= Yella Pessl =

American musician

Yella Pessl (originally Gabriella Elsa Pessl; January 5, 1906 – December 9, 1991) was an American harpsichordist, pianist and organist.

==Life==
She was born in Vienna in 1906; she studied there at the State Academy of Music, and later performed in Europe.

In 1931 she moved to the USA, and was resident in New York.
She toured extensively, giving solo recitals and playing with orchestras. In 1938 she accompanied the Trapp Family Singers, whom she had known in Vienna, at their debut in New York at the Town Hall.

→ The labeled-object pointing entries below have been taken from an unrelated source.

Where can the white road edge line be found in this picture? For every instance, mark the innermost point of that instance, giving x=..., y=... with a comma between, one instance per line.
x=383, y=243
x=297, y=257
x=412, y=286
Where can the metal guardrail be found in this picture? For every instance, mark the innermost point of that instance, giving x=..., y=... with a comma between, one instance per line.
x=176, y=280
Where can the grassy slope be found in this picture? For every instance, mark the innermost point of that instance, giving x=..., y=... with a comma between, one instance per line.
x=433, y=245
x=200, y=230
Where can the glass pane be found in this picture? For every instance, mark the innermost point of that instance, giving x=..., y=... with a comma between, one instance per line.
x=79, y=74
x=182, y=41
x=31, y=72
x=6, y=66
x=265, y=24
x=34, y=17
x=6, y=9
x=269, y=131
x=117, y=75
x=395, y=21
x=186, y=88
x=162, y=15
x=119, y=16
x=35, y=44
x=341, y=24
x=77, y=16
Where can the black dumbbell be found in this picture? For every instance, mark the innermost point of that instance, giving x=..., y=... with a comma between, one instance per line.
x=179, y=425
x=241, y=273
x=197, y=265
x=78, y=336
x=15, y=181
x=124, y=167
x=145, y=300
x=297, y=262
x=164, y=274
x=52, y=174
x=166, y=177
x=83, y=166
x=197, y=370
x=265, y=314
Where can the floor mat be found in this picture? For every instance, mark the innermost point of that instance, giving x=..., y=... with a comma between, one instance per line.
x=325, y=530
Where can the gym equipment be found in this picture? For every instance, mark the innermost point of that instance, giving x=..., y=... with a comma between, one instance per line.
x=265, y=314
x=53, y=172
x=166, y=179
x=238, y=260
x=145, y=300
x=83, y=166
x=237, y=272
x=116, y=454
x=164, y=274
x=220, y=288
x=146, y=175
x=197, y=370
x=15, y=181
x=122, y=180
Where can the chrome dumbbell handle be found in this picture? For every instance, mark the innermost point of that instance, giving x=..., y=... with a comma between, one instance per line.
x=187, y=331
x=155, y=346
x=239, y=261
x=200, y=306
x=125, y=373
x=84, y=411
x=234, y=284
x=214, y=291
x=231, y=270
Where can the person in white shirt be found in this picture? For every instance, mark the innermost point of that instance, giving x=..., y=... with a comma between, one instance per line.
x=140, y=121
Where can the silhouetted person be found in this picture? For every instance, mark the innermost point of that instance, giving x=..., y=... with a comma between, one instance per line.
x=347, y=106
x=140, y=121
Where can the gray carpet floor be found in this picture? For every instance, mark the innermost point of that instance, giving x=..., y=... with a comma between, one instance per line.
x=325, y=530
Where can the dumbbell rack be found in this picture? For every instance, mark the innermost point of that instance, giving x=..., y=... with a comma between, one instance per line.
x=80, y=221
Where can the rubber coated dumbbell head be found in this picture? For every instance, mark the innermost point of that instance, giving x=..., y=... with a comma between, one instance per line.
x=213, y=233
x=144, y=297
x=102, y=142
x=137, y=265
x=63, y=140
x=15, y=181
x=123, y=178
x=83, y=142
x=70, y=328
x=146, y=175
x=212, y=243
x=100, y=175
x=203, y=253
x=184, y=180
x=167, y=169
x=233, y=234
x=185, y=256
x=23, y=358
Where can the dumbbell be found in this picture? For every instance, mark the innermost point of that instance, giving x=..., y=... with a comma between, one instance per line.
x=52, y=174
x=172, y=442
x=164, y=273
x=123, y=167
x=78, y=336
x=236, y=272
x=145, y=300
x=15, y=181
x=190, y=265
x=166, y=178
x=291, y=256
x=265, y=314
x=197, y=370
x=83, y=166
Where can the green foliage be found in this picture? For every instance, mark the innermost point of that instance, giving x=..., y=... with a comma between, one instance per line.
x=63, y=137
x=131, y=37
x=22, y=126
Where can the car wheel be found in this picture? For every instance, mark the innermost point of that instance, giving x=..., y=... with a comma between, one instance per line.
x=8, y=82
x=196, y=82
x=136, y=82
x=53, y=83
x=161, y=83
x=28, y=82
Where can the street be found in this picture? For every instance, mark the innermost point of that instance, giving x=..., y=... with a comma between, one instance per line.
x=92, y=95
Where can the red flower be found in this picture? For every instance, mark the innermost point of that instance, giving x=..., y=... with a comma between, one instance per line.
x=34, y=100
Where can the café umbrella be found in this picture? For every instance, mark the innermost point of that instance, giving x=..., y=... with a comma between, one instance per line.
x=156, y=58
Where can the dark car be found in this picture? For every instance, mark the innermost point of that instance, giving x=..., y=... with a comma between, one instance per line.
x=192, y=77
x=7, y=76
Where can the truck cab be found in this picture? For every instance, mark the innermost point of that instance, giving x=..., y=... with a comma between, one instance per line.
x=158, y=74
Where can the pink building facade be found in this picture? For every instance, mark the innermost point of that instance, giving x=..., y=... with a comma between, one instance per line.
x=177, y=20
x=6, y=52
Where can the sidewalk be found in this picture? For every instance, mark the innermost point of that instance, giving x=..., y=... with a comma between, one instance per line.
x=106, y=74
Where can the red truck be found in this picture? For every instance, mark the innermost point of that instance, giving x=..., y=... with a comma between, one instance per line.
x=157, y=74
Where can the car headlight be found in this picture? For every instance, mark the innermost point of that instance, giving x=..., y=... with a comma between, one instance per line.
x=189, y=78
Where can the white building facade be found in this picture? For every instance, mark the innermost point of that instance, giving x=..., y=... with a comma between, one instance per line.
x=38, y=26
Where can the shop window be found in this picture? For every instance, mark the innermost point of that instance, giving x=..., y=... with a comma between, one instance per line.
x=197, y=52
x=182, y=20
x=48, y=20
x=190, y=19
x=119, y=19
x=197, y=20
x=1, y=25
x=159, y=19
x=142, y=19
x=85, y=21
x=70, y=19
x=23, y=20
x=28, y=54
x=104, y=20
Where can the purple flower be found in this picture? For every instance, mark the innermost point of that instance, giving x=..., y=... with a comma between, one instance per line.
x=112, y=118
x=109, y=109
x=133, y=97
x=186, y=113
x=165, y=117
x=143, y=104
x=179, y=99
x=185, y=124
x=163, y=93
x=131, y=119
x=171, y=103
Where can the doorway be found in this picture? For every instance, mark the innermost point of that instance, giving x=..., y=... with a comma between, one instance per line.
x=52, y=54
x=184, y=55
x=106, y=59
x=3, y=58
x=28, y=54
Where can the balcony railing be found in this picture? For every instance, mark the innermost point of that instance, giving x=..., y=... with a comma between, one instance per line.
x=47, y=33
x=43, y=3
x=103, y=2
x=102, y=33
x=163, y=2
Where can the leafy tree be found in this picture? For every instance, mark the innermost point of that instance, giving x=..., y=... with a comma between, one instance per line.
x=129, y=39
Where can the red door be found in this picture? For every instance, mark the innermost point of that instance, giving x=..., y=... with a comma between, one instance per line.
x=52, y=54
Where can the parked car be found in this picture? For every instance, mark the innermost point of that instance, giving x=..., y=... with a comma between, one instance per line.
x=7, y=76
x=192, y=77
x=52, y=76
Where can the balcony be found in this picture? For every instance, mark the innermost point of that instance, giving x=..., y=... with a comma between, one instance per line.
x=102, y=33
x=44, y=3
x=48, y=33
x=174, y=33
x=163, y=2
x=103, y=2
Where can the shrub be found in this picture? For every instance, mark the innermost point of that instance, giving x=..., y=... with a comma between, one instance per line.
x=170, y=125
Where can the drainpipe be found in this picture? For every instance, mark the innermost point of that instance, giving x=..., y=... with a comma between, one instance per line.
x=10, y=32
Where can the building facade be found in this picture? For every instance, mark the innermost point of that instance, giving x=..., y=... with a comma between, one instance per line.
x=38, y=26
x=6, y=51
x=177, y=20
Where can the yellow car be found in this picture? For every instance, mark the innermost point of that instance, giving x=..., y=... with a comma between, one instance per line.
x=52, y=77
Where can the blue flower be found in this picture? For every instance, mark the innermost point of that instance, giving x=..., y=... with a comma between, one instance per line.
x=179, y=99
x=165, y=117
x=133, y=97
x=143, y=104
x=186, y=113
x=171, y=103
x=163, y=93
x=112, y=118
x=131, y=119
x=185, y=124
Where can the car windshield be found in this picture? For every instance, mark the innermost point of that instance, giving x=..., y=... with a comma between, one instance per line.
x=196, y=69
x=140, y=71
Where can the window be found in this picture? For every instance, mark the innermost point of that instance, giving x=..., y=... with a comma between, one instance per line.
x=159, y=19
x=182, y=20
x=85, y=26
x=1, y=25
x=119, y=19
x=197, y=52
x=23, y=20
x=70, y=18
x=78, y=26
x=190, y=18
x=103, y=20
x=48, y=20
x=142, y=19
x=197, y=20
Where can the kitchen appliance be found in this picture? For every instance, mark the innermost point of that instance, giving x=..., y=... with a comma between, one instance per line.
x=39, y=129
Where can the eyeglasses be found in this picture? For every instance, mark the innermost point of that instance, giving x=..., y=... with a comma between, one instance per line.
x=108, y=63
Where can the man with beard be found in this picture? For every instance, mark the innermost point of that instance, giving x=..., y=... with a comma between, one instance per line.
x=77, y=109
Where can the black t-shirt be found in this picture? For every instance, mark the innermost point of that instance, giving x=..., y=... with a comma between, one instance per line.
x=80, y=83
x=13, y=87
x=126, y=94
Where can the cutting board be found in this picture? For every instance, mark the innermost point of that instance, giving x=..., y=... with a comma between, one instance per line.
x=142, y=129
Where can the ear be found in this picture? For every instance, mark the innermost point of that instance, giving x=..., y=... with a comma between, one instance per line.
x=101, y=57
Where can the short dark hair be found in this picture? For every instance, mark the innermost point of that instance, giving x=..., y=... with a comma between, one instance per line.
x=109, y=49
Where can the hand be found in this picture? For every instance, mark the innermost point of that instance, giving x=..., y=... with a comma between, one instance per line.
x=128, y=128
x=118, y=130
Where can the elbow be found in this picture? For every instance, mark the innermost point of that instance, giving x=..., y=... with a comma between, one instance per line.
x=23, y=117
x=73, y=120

Yella Pessl was an editor of music for the harpsichord, and wrote about music for the instrument. From 1938 she was a member of staff at Columbia University. She founded the Bach Circle, a group specializing in lesser-known works of J. S. Bach and his contemporaries. Between 1937 and 1942, she recorded 49 discs for Victor. The works include J.S. Bach's Sonatas 1, 2 and 4 for flute and harpsichord, Suites 5 and 6 of the English Suites, and Partita No.3; C. P.E. Bach's Sonata in A Minor for harpsichord, G.F. Handel's Fantasie in A Minor, W. F. Bach's Sonata in C Minor for Viola and Harpsichord, which she arranged; Works of Georg Böhm; Music of Henry Purcell and Works of John Mundy.

Her husband was Dr. Harry Sobotka, a biochemist; he died in 1970. Yella Pessl died in 1991, aged 85, at her home in Northampton, Massachusetts.